Qual acha que seria a melhor forma de resolver o conflito?
Tem de se conjugar dois aspetos que são muito difíceis de alinhar. Reconhecer que os catalães têm direito a decidir o seu próprio futuro específico – e isso deveria incluir a possibilidade de independência – e, ao mesmo tempo, admitir que, num Estado como Espanha, uma decisão desta natureza tem de incluir, de alguma forma, o resto dos espanhóis. Parece-me que a solução de um referendo de autodeterminação que não conte com o resto dos espanhóis é irreal. Como inviável é a solução de que sobre esta questão deveria decidir-se indiferenciadamente, sem reconhecer que há uma sociedade diferenciada, a catalã, que tem de ter protagonismo. A arte da política seria conjugar todos estes aspetos num ponto intermédio. Uma fórmula imaginativa que proponha maior autonomia para a Catalunha, que blinde essa autonomia e que seja respeitada pelo resto do país. Temo que seja difícil de entender em Portugal; em Espanha, também é…

Sendo basco, reconhece ter uma sensibilidade mais aguçada em relação ao contexto independentista?
Aos bascos, é permitido ser uma exceção em Espanha.
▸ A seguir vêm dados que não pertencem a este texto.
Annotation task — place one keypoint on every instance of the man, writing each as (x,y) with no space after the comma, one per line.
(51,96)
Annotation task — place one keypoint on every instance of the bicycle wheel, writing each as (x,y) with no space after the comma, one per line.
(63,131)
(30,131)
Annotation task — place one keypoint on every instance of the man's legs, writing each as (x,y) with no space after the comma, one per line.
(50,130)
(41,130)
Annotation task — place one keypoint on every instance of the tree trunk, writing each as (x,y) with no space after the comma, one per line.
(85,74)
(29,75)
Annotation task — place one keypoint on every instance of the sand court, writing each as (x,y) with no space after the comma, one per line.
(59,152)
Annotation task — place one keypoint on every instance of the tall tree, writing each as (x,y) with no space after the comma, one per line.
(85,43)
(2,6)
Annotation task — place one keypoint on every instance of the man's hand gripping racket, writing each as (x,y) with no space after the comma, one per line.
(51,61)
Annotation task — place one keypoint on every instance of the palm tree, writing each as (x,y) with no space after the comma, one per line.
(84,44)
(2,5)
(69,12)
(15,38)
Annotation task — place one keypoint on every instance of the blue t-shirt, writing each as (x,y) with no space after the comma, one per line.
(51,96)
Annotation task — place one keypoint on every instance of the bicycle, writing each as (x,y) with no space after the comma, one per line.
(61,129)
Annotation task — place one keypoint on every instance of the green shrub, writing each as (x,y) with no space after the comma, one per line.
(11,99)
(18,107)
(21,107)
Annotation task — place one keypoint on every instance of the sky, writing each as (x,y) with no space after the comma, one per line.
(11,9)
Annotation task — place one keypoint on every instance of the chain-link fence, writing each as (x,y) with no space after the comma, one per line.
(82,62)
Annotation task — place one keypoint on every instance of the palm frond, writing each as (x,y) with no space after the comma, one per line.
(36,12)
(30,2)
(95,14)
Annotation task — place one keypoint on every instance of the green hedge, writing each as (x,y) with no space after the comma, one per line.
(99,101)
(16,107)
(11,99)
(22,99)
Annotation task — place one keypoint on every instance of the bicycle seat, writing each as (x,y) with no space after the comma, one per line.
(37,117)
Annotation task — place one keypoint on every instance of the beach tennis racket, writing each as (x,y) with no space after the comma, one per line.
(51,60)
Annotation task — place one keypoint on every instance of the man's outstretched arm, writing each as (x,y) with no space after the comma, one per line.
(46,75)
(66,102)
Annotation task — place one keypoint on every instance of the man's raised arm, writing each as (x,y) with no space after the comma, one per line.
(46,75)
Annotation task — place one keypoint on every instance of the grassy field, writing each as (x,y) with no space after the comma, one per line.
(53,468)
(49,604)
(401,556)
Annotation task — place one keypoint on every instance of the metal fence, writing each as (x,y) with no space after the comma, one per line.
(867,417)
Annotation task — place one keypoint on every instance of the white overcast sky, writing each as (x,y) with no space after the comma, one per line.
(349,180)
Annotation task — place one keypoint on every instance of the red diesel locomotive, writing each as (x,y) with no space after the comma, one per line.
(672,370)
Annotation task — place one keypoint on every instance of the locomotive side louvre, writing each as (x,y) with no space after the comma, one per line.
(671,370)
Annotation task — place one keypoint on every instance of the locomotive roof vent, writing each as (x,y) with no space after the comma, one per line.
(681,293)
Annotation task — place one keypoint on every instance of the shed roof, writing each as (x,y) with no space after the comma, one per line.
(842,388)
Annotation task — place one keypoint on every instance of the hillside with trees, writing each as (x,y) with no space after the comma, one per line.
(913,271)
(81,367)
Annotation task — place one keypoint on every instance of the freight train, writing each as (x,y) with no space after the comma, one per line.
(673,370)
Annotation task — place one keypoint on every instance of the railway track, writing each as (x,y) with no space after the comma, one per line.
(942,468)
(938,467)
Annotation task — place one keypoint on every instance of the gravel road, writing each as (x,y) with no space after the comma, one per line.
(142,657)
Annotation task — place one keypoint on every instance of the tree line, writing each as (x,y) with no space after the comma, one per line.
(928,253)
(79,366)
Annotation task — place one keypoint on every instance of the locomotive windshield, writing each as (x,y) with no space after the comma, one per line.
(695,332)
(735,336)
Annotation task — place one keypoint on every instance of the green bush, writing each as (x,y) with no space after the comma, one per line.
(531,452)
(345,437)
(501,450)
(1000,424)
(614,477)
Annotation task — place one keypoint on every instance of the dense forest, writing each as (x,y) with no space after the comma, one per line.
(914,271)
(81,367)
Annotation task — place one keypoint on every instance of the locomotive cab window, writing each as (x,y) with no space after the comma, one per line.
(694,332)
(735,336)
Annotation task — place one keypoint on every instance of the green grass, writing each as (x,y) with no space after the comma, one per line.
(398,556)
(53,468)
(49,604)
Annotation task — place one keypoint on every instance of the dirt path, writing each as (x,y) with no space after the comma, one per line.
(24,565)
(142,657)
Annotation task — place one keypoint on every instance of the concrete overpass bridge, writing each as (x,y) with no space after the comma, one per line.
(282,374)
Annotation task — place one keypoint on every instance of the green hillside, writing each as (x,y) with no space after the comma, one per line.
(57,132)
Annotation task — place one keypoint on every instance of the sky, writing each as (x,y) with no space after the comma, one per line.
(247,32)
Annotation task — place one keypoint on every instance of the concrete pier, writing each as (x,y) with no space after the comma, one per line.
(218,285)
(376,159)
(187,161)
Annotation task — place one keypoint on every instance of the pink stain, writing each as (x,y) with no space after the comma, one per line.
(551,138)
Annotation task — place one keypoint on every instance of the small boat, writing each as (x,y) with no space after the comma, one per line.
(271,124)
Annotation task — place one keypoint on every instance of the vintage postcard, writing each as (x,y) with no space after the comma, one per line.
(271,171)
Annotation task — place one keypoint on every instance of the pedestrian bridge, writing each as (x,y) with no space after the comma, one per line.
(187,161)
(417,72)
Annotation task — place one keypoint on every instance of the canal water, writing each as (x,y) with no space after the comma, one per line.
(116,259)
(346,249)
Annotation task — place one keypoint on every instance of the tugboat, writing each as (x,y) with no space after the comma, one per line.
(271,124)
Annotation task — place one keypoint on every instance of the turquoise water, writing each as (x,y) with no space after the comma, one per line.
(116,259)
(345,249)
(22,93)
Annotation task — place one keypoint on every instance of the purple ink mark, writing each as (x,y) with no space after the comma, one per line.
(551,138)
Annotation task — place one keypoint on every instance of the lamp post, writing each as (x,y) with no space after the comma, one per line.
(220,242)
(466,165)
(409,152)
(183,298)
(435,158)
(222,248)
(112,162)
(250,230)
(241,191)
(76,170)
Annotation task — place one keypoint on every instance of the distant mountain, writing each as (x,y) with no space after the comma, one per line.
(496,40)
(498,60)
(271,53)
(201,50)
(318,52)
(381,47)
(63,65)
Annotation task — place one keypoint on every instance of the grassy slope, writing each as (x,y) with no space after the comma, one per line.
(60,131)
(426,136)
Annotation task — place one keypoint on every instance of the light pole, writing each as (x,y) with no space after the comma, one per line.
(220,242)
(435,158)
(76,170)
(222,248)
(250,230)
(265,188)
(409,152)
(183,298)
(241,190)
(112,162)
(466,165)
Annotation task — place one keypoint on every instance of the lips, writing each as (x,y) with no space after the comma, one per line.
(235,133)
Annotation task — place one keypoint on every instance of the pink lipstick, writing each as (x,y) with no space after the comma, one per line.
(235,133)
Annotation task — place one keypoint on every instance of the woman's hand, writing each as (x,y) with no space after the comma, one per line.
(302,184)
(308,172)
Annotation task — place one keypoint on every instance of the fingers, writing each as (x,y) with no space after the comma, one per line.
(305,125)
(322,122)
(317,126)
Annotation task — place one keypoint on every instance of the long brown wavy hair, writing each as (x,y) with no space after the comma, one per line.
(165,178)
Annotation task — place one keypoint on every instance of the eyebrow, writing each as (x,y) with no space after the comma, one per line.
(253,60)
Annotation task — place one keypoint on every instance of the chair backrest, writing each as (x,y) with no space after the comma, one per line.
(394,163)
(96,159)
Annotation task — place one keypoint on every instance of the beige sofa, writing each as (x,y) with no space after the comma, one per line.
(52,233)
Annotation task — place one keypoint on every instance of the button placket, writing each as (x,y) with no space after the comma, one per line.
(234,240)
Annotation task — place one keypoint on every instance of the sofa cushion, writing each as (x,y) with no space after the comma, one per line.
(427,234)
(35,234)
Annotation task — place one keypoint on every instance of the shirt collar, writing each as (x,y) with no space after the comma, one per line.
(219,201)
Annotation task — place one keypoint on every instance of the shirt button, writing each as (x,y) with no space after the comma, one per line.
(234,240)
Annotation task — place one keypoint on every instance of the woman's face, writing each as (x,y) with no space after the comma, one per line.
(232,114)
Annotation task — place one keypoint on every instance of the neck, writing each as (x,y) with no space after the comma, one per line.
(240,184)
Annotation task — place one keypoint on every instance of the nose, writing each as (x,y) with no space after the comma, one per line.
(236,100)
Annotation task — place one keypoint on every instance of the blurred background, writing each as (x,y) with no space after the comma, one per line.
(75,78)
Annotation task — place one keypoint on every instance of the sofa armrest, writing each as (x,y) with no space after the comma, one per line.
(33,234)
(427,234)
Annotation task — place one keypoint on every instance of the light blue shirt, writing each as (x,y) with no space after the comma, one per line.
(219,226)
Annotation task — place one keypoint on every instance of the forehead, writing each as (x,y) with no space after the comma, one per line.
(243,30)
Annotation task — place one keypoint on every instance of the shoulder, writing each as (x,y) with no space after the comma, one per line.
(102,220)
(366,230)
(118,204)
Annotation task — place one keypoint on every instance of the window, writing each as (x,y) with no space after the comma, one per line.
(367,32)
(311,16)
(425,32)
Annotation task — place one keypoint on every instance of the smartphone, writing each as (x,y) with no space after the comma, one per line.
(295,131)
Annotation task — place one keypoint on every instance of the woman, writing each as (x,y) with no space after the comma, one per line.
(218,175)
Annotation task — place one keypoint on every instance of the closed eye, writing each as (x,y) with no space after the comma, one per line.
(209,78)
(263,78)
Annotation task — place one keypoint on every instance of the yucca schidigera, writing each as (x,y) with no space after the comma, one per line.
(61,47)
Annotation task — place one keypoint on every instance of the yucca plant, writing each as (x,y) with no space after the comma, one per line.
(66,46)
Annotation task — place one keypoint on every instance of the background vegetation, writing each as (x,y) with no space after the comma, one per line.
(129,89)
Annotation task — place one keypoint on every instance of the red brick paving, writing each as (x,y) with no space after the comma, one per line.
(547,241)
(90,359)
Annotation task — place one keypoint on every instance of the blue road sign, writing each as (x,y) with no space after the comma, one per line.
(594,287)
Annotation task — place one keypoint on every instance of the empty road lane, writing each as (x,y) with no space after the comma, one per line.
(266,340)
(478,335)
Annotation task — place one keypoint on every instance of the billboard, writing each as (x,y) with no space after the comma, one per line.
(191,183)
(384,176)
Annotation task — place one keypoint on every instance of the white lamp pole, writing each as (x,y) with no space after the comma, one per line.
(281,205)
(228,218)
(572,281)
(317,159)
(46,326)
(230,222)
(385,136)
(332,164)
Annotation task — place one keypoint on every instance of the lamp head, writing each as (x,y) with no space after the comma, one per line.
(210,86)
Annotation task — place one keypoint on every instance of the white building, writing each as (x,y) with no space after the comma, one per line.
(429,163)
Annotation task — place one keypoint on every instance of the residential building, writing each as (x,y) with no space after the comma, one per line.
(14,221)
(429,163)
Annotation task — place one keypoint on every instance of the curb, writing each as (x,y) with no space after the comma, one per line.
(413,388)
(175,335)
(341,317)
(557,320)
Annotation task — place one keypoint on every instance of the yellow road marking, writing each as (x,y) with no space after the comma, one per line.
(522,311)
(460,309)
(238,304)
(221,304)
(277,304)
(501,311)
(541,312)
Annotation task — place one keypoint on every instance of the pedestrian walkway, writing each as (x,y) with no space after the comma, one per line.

Temos um sistema fiscal soberano, que os catalães não têm; falamos uma língua estranha, que não ameaça a premissa do castelhano; somos poucos, não temos uma grande urbe; na Constituição espanhola, há uma fórmula de reconhecimento de direitos históricos… Portanto, isso permite um desenvolvimento de autogoverno num horizonte muito aberto. Isto não acontece na Catalunha, devido ao tamanho da região, por causa da língua, pela importância de cidades como Barcelona… Não tem um reconhecimento específico na Constituição. Sobre a Catalunha, impera o princípio da generalização e isso dificulta muito o caráter de exceção. Sem este aspeto salvaguardado, não há hipótese.

Espanha é uma espécie de manta de retalhos, com muitas províncias de forte identidade cultural. Um Estado federado seria uma solução?
Não. Porque para uns seria demasiado e para outros seria demasiado pouco. Creio que a solução teria de apontar no sentido de uma confederação ou, se quiser, uma síntese entre uma linha federal e uma de confederação. Seria uma fórmula interessante para resolver o problema.